Knock simplifies creating notification workflows


Notifications may seem like a solved problem. After all, you’re probably already getting more than you want. The two founders of Struck, Sam Seely and Chris Bell, say that while many companies have solved the “last mile delivery problem,” there is still work to be done. While products like Twilio and SendGrid can offer developer-friendly APIs, Knock’s founders believe what’s really needed is a more comprehensive solution combining notification sending with a workflow engine. comprehensive work and integrated observability tools.

THE business, launching in 2021, today announced a $12 million funding round led by Craft Ventures. At the launch, the company also raised an undisclosed $6 million seed round led by Afore Capital.
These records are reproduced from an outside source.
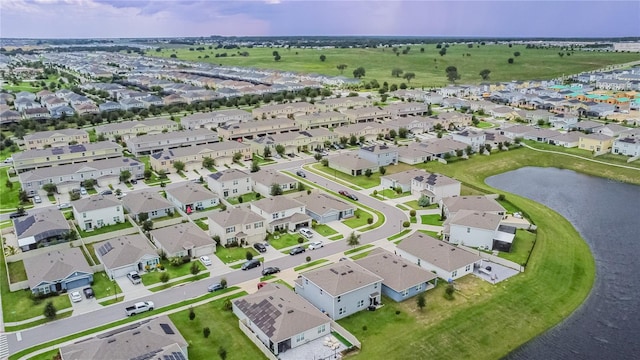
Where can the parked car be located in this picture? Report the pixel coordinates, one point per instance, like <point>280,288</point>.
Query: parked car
<point>306,232</point>
<point>215,287</point>
<point>250,264</point>
<point>296,250</point>
<point>206,261</point>
<point>270,270</point>
<point>75,296</point>
<point>260,247</point>
<point>88,293</point>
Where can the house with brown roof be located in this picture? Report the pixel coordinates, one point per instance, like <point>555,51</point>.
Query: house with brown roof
<point>57,271</point>
<point>157,338</point>
<point>401,279</point>
<point>280,318</point>
<point>340,289</point>
<point>447,261</point>
<point>183,240</point>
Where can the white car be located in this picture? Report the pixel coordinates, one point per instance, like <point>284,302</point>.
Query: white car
<point>75,296</point>
<point>205,260</point>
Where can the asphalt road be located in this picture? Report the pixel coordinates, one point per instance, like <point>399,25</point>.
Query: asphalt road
<point>74,324</point>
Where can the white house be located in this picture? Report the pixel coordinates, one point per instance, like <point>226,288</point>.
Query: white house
<point>97,211</point>
<point>448,261</point>
<point>230,183</point>
<point>340,289</point>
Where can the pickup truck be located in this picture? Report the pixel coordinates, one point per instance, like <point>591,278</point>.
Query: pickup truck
<point>139,307</point>
<point>134,277</point>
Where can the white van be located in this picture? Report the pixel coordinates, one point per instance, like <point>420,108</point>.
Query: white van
<point>306,232</point>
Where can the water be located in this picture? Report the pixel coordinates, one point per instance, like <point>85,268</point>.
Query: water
<point>607,215</point>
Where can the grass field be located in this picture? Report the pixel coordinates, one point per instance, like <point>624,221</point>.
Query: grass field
<point>428,66</point>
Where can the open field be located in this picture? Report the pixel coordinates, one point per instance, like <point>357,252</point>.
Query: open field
<point>428,66</point>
Preface Ventures, Worklife, Expa Ventures, Cofound Partners, and Tokyo Black also invested in these rounds, along with angel investors like Vercel co-founder and CEO Guillermo Rauch and Behance co-founder Scott Belsky .

Image credits: Struck

“Today, if you’re an engineering team for any type of product, whether it’s SaaS tools, developers, or consumer products, there are generic services that used to be built in-house and “You can now access an API to “said Knock CEO Sam Seely. “Now all the best engineers who want to work on payments are going to work at Stripe; and all the best who want to work on research, go to Algolia. I felt like the notification infrastructure part was still what you had to build internally.

Seely and Bell told me they went back to the drawing board to see what a modern notification system would look like and what primitives they needed to build. Ultimately, notifications aren’t a differentiator for most products, but they are a necessity. So if a product like Knock can speed up the development workflow, it’s a win-win.

The real differentiator of Knock is that it not only provides the tools needed to send notifications, but also extracts data from third-party tools which can then trigger the workflow logic that a developer has specified for their case specific use (like translating a message for a global audience, for example).

Image credits: Struck

“We have a complete workflow engine – that’s really the heart of the product,” Seely explained. “This is where you define when a trigger occurs. We call the Knock API, run this workflow, batch the messages at this cadence, throttle them so users don’t get spammed, and then send that message into the app, send that email.

This workflow engine is accessible through a web UI, but as the team pointed out, all of these features are also available programmatically. “One of our top priorities is to take this workflow engine that drives cross-channel engagement and then integrate it into developers’ daily workflow,” Seely said.

Over time, Knock also plans to delve deeper into the area of ​​customer engagement. The team says that every time a new channel emerges, existing players in that space, like SAP’s Exact Target, for example, struggle to catch up.

“Users are tired of the onslaught and waves of emails and push notifications,” Seely said. “These are true native product experiences that drive value for users and help businesses drive engagement and retention – and all the reasons you send notifications in the first place.” To drive native in-app experiences, this is where developer experience is important. And this is where Knock believes it can have a major advantage over the incumbents in this market. Seely noted that while the company often sees competitors like Iterable And which are often sold to marketers, the secret to this market is that these tools are often primarily used and maintained by engineers.

An interesting aspect of the Knock technology stack: it’s written in the Elixir language, which is not really common. It turns out that Bell has long been very active in this community and even runs a Elixir Podcast. “When I think about fit, in terms of what we’re building and the choice of language, there’s no better application in my mind for using Elixir,” he explained . “What shines is this highly concurrent fault tolerance that it brings. When I think about what we’re doing here, the foundations of Erlang are written for telephone systems, routing calls from one place to another.

The company plans to deploy the new funding to expand its marketing efforts and, of course, also grow its engineering team. Current clients include Vercel, Amplitude, Hiive and Betterworks.